Kali_89
Kali_89

Reputation: 617

Nested list comprehension in Python

I've got a list comprehension I'm trying to get my head around and I just can't seem to get what I'm after and thought I'd see if anybody else knew how!

My basic data structure is this:

structure = [[np.array([[1,2,3],[4,5,6]]), np.array([[7,8,9],[10,11,12]])], [np.array([[13,14,15],[16,17,18]]), np.array([[19,20,21],[22,23,24]])]]
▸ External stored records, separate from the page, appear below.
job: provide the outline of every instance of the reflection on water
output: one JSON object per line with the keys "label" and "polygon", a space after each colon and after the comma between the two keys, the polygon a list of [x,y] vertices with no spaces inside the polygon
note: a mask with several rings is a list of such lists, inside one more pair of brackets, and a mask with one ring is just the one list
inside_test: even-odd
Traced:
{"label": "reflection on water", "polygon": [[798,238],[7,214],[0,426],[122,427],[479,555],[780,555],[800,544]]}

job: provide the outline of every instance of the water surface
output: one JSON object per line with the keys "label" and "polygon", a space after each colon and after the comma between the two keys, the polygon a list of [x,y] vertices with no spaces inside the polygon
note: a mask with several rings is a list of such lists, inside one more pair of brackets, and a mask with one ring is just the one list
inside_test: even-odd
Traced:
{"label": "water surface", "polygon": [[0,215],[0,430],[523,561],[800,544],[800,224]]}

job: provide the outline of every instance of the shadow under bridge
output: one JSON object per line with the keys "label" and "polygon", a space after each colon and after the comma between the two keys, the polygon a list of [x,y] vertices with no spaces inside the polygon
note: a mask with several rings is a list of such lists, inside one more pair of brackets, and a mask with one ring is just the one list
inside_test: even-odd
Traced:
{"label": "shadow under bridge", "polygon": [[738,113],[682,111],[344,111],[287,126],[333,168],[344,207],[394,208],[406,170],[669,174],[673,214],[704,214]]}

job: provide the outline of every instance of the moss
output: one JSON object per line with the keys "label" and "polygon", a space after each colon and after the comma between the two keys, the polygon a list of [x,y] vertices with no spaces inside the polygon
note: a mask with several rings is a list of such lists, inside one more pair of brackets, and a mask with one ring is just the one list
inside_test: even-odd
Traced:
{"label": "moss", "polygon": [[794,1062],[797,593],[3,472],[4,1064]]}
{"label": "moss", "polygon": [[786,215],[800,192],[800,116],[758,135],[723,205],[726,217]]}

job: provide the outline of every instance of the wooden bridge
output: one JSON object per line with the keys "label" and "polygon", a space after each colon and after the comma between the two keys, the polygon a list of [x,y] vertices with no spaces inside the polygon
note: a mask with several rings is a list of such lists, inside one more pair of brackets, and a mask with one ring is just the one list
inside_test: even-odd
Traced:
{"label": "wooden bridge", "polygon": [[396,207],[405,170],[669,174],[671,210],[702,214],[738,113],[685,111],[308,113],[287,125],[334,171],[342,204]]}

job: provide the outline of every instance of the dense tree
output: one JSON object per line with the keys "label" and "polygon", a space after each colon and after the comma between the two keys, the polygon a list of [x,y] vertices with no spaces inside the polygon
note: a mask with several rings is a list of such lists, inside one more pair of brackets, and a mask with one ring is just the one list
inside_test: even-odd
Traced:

So I've got an overall list containing sublists of numpy arrays and my desired output is some sort of grouping (don't care if it's a list or an array) with the following elements paired:

[1, 13]
[4, 16]
[2, 14]
[5, 17]
[3, 15]
[6, 18]

I thought I'd got it with the following style construct:

output = [structure[i][0][j] for j in range(9) for i in range(len(structure))] but alas, no joy.

I don't really mind if it needs more than one stage - just want to get those elements grouped together!

(as a bit of background - I've got lists of probabilities outputted from various models and within those models I've got a training list and a validation list:

[[model_1], [model_2], ..., [model_n]]

where [model_1] is [[training_set], [validation_set], [test_set]]

and [training_set] is np.array([p_1, p_2, ..., p_n],[p_1, p_2, ..., p_n],...])

I'd like to group together the prediction for item 1 for each of the models and create a training vector out of it of length equal to the number of models I've got. I'd then like to do the same but for the second row of [training_set].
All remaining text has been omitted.